The ratio test is strictly weaker than the root test in the sense that if the ratio test gives an answer, then so does the root test and they are the same. However, as the other answers show, there are many series for which it gives no answer. Even though you are using $\limsup$ rather than $\lim$, the limit ratio may fail to be defined if the series contains infinitely many zeros, which make the corresponding ratios undefined, as in julien's answer.

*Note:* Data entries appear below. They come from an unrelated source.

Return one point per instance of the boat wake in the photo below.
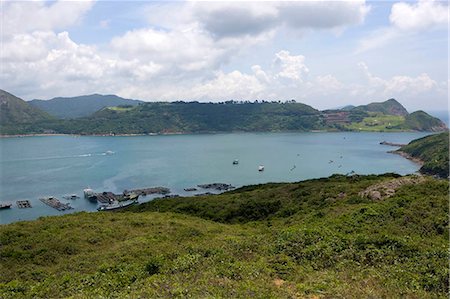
(107, 153)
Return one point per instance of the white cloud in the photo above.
(400, 85)
(28, 16)
(231, 19)
(425, 14)
(291, 66)
(407, 19)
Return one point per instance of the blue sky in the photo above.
(325, 54)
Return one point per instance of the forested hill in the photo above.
(131, 117)
(340, 237)
(433, 150)
(205, 117)
(15, 112)
(82, 106)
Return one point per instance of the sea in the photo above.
(41, 166)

In general, the ratio test is easier for common series because they involve algebraic operations for which computing the $n$th roots is difficult but for which the ratios can be computed pretty easily. But for theoretical purposes it is inferior.

Answer 3

The second formula does not hold. The ratio test only gives us bounds on the radius of convergence and only if applicable. To begin with, it requires the $c_n$'s be eventually nonzero. For instance $$ \frac{1}{1-z^2}=\sum_{n\geq 0}z^{2n}. $$ has radius of convergence $1$. But $c_{2n}=1$ and $c_{2n+1}=0$. So the following is not defined: $$ \not\exists\; \limsup \frac{|c_{n+1}|}{|c_{n}|}. $$ Now if the $c_n$'s are eventually nonzero, note that $$ \limsup \frac{|c_{n+1}z^{n+1}|}{|c_nz^n|}=|z|\limsup \frac{|c_{n+1}|}{|c_{n}|}. $$ and $$ \liminf \frac{|c_{n+1}z^{n+1}|}{|c_nz^n|}=|z|\liminf \frac{|c_{n+1}|}{|c_{n}|}. $$ A series $\sum a_n$ with $a_n\geq 0$ converges whenever $\limsup a_{n+1}/a_n<1$ and diverges whenever $\liminf a_{n+1}/a_n>1$. Also, note that $$ \limsup a_n=\frac{1}{\liminf \frac{1}{a_n}}. $$ Hence our series converges if $$ |z|\lt \frac{1}{\limsup\frac{|c_{n+1}|}{|c_n|}}=\liminf\frac{|c_n|}{|c_{n+1}|} $$ and diverges if $$ |z|\gt \frac{1}{\liminf\frac{|c_{n+1}|}{|c_n|}}=\limsup\frac{|c_n|}{|c_{n+1}|} $$ It follows that the radius of convergence $R$ has $$ \liminf \frac{|c_{n}|}{|c_{n+1}|}\leq R\leq \limsup \frac{|c_{n}|}{|c_{n+1}|}. $$ For an example where this is strict, take $c_{2n}=2^n\cdot 3^n=6^n$ and $c_{2n+1}=2^n\cdot 3^{n+1}=3\cdot 6^n$. Then $$ \frac{1}{R}=\limsup \sqrt[n]{|c_n|}=\sqrt{6}<3=\limsup \frac{|c_{n+1}|}{|c_n|}. $$

Note that if $\lim \frac{|c_{n+1}|}{|c_n|}$ exists, then upper and lower limits coincide and we get a convenient formula $$ R=\lim \frac{|c_{n}|}{|c_{n+1}|}. $$